Выбрать главу

Когда я наконец-то опять вижу Птаху, мы сперва ничего не говорим о поисках клада. Несколько дней спустя Пташка заявляет, что все понял: кто-то добрался до него раньше нас, поэтому-то земля так и просела. И все равно не верит, будто про клад я придумал сам, даже когда я рассказываю, как это было. Только смотрит на меня сумасшедшим взглядом, поводя глазами – это у него здорово получается.

Мне бы догадаться, как сделать реальной ту мысль, которая приходит мне в голову, но за которую я никак не могу ухватиться. У меня больше нет сил. Прах во мне слишком силен; кости мои словно клубы пыли.

Наш бизнес по продаже голубей идет хорошо, но мы решаем раздобыть сколько-то птиц и сами, без черной колдуньи. Чем мы и занимались тем вечером на газгольдере. Это огромный бак для хранения газа, что стоял на углу Маршалл-роуд и Лонглейн. И там гнездились несколько стай голубей.

«…А помнишь, как мы забрались на самый верх газгольдера, Пташка? Шальная была идея. В тот вечер ты почти убедил меня, что, может, и впрямь наполовину птица».

Черт побери, он не обращает на меня вообще никакого внимания.

«…Да послушай же, ты, мистер куриные мозги! Я устал разговаривать с твоим затылком; не может быть, чтобы ты и вправду был такой чокнутый! Может, если я зайду и пару раз их тебе вправлю, у тебя прорежется слух?»

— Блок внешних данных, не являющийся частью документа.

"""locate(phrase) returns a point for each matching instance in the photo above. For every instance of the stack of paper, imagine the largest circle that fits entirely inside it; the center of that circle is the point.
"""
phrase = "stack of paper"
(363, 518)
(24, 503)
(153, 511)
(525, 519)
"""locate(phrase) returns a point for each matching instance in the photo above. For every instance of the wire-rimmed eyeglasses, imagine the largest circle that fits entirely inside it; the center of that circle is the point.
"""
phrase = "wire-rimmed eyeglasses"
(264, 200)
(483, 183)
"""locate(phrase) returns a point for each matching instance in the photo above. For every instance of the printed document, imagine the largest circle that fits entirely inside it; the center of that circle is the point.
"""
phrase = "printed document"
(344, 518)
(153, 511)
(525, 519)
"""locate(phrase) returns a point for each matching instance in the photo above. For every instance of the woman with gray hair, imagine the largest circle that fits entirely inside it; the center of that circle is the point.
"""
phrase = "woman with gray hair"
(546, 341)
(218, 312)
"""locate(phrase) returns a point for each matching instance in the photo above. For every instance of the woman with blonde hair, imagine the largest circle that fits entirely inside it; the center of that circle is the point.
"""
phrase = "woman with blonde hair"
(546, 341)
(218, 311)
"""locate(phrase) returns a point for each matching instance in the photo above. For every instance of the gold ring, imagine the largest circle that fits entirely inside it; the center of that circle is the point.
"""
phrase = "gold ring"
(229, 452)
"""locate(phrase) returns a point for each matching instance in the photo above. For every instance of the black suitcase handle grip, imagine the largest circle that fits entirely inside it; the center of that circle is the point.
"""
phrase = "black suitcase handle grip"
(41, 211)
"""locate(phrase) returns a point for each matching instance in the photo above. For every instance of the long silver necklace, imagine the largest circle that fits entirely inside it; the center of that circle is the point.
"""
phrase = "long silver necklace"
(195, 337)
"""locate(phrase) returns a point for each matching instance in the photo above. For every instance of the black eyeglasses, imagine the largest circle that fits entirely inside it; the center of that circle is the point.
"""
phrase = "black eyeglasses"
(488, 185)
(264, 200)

История совершенно сумасшедшая; если бы меня кто-нибудь услышал, меня бы тоже здесь заперли. Вообще-то Пташка совсем не боится вещей, которых положено бояться нормальным людям. И вы ни за что не сумеете заставить его сделать то, чего он не хочет. И обидеть его тоже нельзя: похоже, он просто не чувствует того, что ему не нравится. Чтоб вы поняли, о чем я веду речь, расскажу, как познакомился с Пташкой.

Марио, мой младший брат, прибегает и говорит: мол, этот дурик, что живет на Косгроув-плейс, отобрал у него нож. Спрашиваю, где он его взял. Говорит, нашел. Догадываюсь, что он его украл, но я, знаете, люблю подраться. Я сильный от природы и уже начал набирать вес, даже устроил себе маленький зал для тренировок у нас в погребе. И все время стискиваю рукой что-то упругое, чтобы сделать ее сильной. Читаю журнал «Сила и здоровье». Город Йорк в Пенсильвании, где гантели делают, для меня все равно что Мекка. Я начал это, когда мне было всего одиннадцать – наверно, потому, что мой старик очень уж меня дубасил. Короче, силы во мне хоть отбавляй, и мне нужно ее на ком-то пробовать, оттого я и дерусь.

И только вся эта чушь начинает лезть мне в голову, как Марио говорит, что этот Пташка забрал у него нож. Мне тринадцать. Пташке, должно быть, от силы двенадцать. Хотя в моих воспоминаниях мне кажется, что мы старше, а не те маленькие кутята, какими были на самом деле.

Я отправляюсь к нему, пересекаю бейсбольную площадку. На мне новая куртка из коричневой кожи, Марио тащится следом. Он показывает, где живет обидчик. Я смотрю поверх ворот в каменном заборе и вижу, как Пташка сидит на ступеньках крыльца у задней двери и чистит нож. Я говорю ему, чтобы он подошел. Он подходит с таким выражением на лице, словно рад меня видеть.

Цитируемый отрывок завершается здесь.